I had just bought graham crackers, chocolate, and marshmallows from the Target attached to the mall. Life was fleeting, chaos was immediate, and dessert waited for no one.

We parked at a safe distance. Across the lot, a man was tossing boxes into the fire—evidence destruction, presumably. Smoke drifted toward us, carrying the acrid scent of burned plastic, cardboard, and bad life decisions. I skewered a marshmallow over a tiny candle I’d brought from home. It browned perfectly, golden and patient, unlike the world around us.

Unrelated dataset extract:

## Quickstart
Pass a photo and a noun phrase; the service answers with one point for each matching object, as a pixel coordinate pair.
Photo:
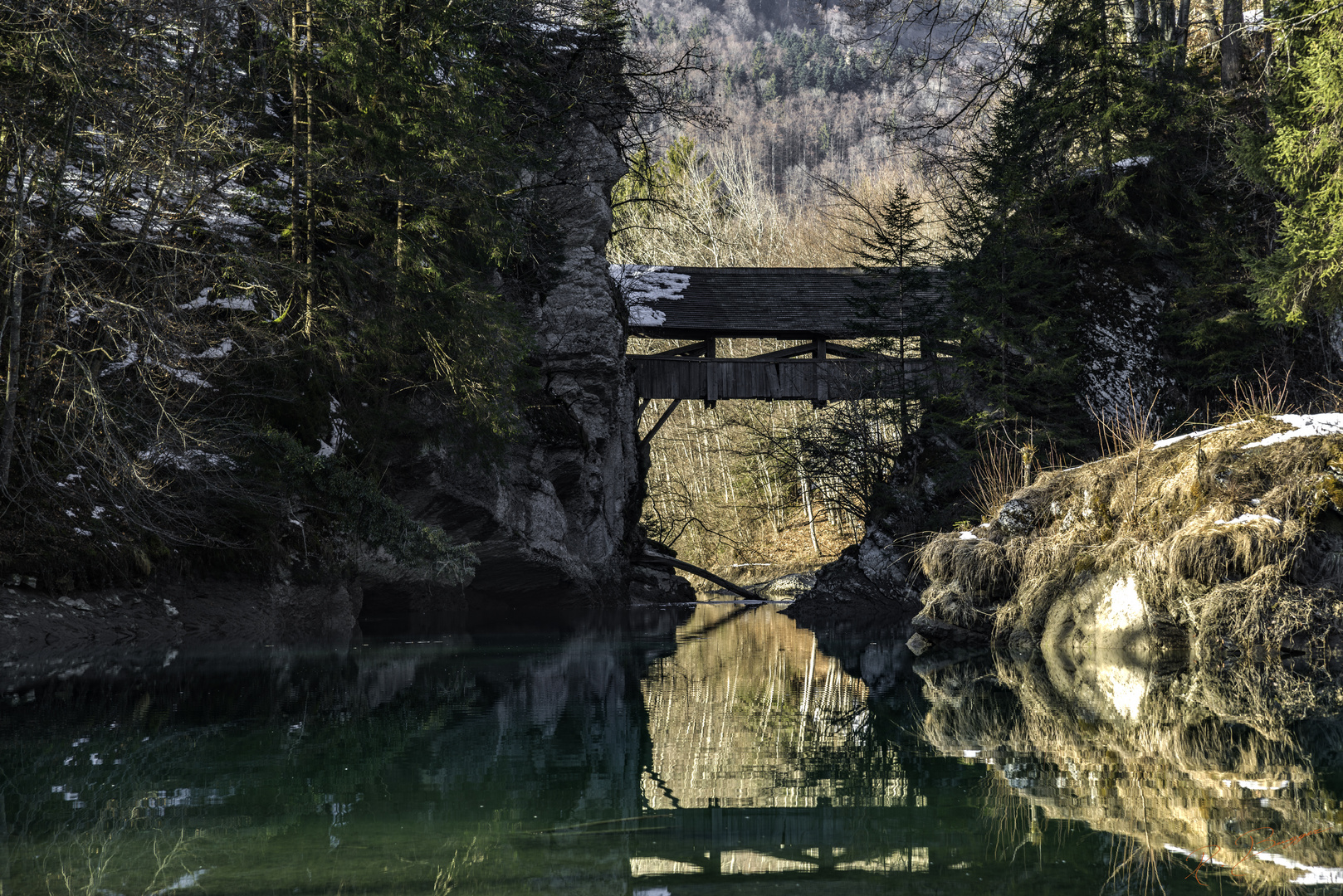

“Call the cops!” someone yelled from across the lot.

“I prefer to call it ambiance,” I said. Carefully, we assembled our s’mores. Chocolate melted onto graham crackers. Marshmallow clung stubbornly to both. Around us, chaos continued: a security guard tripped over a fire extinguisher, the perp vanished into a side alley, and a woman walked her miniature poodle past the inferno like it was any ordinary Tuesday.

By the time we got back into the car, the fire had mostly subsided, leaving behind the acrid perfume of destruction. The perp was gone. The world had returned to its usual schedule. But we had s’mores, chocolate, graham crackers, and a perfectly roasted marshmallow. Small victories matter—especially at 10 a.m., in a mall parking lot full of smoke and bad decisions.